La haute mer n’est pas seulement un réservoir de vie marine ; elle joue un rôle clé dans la régulation du climat mondial. Les océans absorbent une grande partie du CO2 et produisent la moitié de l’oxygène que nous respirons. Pourtant, ils sont menacés par la surpêche, la pollution, et l’exploitation minière sous-marine. Ce traité vise à instaurer des mesures concrètes pour :
- Préserver la biodiversité marine à court et long terme.
- Créer des aires marines protégées dans des zones sensibles.
- Encadrer l’exploitation des ressources génétiques marines.
- Imposer des études d’impact avant toute activité en haute mer.
Ces objectifs ne sont pas anodins. Ils répondent à l’urgence de protéger des écosystèmes fragiles face à des pressions croissantes. Mais leur mise en œuvre soulève des questions : comment appliquer des règles dans un espace aussi vaste et sans frontières ?
Les aires marines protégées : un outil phare
L’un des piliers du traité est la création d’aires marines protégées en haute mer.

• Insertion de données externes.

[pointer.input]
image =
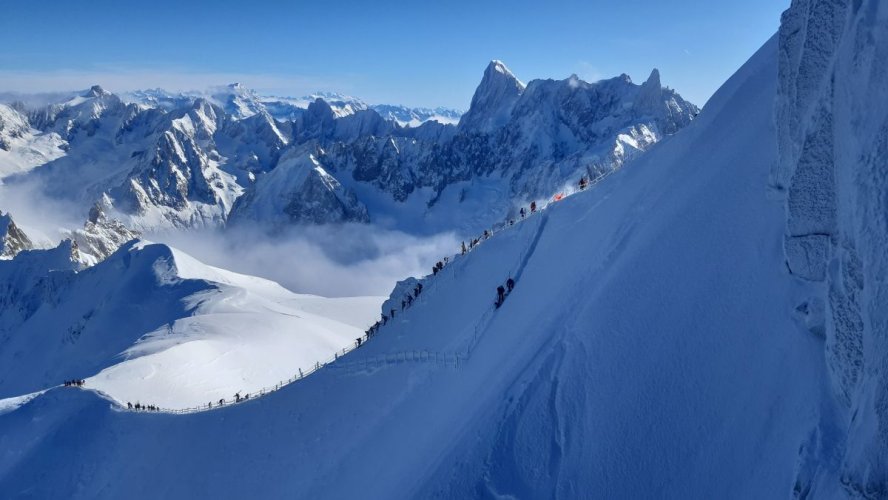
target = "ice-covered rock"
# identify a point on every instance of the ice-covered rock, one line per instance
(100, 236)
(12, 239)
(493, 100)
(832, 118)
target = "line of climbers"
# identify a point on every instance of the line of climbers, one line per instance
(141, 407)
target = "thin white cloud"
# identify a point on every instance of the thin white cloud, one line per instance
(587, 71)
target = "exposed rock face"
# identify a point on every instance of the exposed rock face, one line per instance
(298, 191)
(12, 239)
(832, 116)
(175, 161)
(100, 236)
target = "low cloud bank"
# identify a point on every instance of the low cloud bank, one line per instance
(332, 261)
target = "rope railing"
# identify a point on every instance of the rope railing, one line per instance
(447, 359)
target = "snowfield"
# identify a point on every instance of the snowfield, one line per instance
(152, 325)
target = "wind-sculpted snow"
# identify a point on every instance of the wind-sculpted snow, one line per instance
(12, 239)
(150, 324)
(832, 114)
(646, 350)
(160, 160)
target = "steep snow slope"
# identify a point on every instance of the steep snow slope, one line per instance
(647, 350)
(12, 239)
(832, 109)
(22, 147)
(152, 324)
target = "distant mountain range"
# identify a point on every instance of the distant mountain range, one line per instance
(154, 159)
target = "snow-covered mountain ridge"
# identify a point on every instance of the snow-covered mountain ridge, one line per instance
(184, 161)
(646, 309)
(152, 324)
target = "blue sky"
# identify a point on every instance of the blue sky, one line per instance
(415, 53)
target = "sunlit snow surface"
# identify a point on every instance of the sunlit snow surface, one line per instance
(648, 350)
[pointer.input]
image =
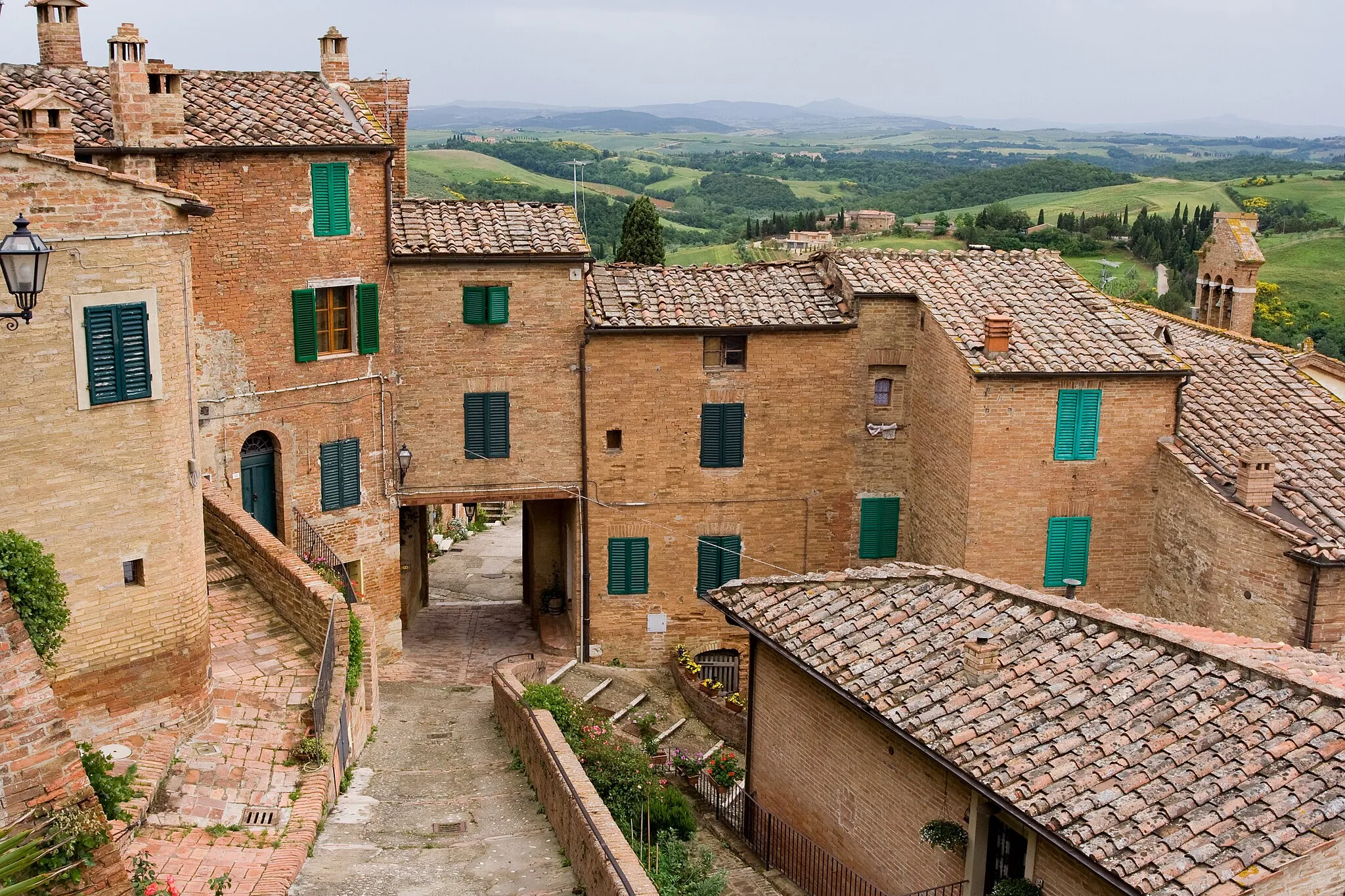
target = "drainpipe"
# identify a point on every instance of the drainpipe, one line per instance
(584, 544)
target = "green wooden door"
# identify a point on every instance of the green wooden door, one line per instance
(259, 484)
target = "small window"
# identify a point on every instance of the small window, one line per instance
(334, 320)
(883, 393)
(726, 351)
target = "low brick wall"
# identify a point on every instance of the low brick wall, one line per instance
(577, 839)
(731, 727)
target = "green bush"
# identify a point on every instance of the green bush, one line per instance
(112, 790)
(355, 664)
(38, 593)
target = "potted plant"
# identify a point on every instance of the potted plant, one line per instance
(724, 770)
(944, 834)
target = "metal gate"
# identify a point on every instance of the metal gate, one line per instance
(720, 666)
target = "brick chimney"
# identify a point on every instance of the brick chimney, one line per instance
(998, 330)
(46, 120)
(335, 56)
(1256, 477)
(58, 33)
(979, 658)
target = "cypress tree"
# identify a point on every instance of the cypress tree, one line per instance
(642, 234)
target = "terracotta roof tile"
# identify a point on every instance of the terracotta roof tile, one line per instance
(222, 108)
(1247, 394)
(485, 227)
(1060, 323)
(1169, 754)
(775, 295)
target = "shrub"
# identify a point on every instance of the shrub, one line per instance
(112, 790)
(944, 834)
(355, 664)
(38, 593)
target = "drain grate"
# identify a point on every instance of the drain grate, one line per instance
(260, 817)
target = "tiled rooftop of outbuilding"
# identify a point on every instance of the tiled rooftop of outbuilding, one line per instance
(1178, 758)
(444, 227)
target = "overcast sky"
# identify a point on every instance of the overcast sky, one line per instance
(1083, 61)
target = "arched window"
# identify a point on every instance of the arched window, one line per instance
(883, 391)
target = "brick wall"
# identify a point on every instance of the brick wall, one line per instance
(577, 840)
(862, 794)
(39, 759)
(108, 484)
(249, 257)
(1208, 557)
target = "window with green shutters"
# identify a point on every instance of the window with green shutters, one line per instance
(485, 425)
(1067, 550)
(331, 199)
(879, 527)
(716, 561)
(627, 566)
(118, 344)
(340, 463)
(486, 304)
(1078, 413)
(721, 435)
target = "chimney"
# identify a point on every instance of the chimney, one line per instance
(335, 58)
(979, 658)
(1255, 477)
(998, 330)
(58, 33)
(46, 120)
(132, 113)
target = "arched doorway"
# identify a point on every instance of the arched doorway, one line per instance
(259, 479)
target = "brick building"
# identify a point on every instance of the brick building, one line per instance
(100, 440)
(294, 393)
(1088, 750)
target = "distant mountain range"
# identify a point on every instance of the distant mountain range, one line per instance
(721, 116)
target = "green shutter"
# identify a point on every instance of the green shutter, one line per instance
(879, 521)
(474, 304)
(496, 423)
(1067, 550)
(366, 317)
(101, 344)
(350, 473)
(496, 304)
(474, 426)
(305, 324)
(328, 459)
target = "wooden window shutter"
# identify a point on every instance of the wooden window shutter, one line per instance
(496, 304)
(366, 316)
(474, 426)
(305, 324)
(712, 436)
(328, 459)
(349, 472)
(322, 177)
(101, 345)
(474, 304)
(496, 419)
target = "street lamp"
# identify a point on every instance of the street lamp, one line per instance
(404, 463)
(23, 257)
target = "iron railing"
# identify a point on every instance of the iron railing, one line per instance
(318, 554)
(783, 848)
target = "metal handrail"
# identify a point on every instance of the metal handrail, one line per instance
(315, 551)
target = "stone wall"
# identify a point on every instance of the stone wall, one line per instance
(568, 817)
(39, 759)
(108, 484)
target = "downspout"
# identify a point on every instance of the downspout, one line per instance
(584, 501)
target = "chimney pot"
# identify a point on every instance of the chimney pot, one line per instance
(1256, 477)
(998, 330)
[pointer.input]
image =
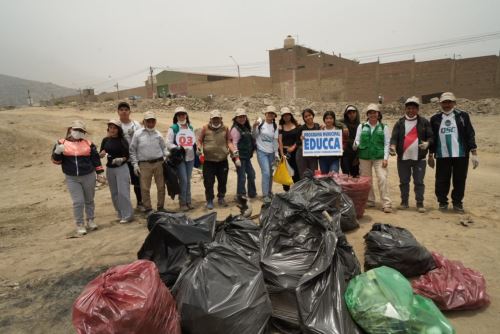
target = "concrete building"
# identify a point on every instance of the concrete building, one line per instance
(297, 71)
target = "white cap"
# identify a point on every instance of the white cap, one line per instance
(240, 112)
(447, 96)
(372, 106)
(414, 100)
(215, 114)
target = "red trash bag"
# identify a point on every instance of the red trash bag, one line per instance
(128, 298)
(452, 286)
(357, 188)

Ces sanctuaires, déjà courants dans les eaux territoriales, seraient une première dans les eaux internationales. Leur rôle ? Protéger des zones uniques, fragiles ou essentielles pour des espèces menacées. La future Conférence des parties (COP), l’organe décisionnel du traité, aura la charge de proposer et de créer ces zones sur des bases scientifiques.
« Les aires marines protégées sont des refuges pour la biodiversité. Elles permettent aux écosystèmes de se régénérer face aux pressions humaines. »
Mais créer ces zones ne suffit pas. Leur gestion pose un défi logistique. Comment surveiller des milliers de kilomètres carrés loin des côtes ? Chaque État restera responsable des activités sous sa juridiction, comme les navires battant son pavillon. Les décisions de la COP, prises par consensus ou à la majorité des trois quarts en cas de blocage, devront être appliquées dans un contexte où les intérêts divergent.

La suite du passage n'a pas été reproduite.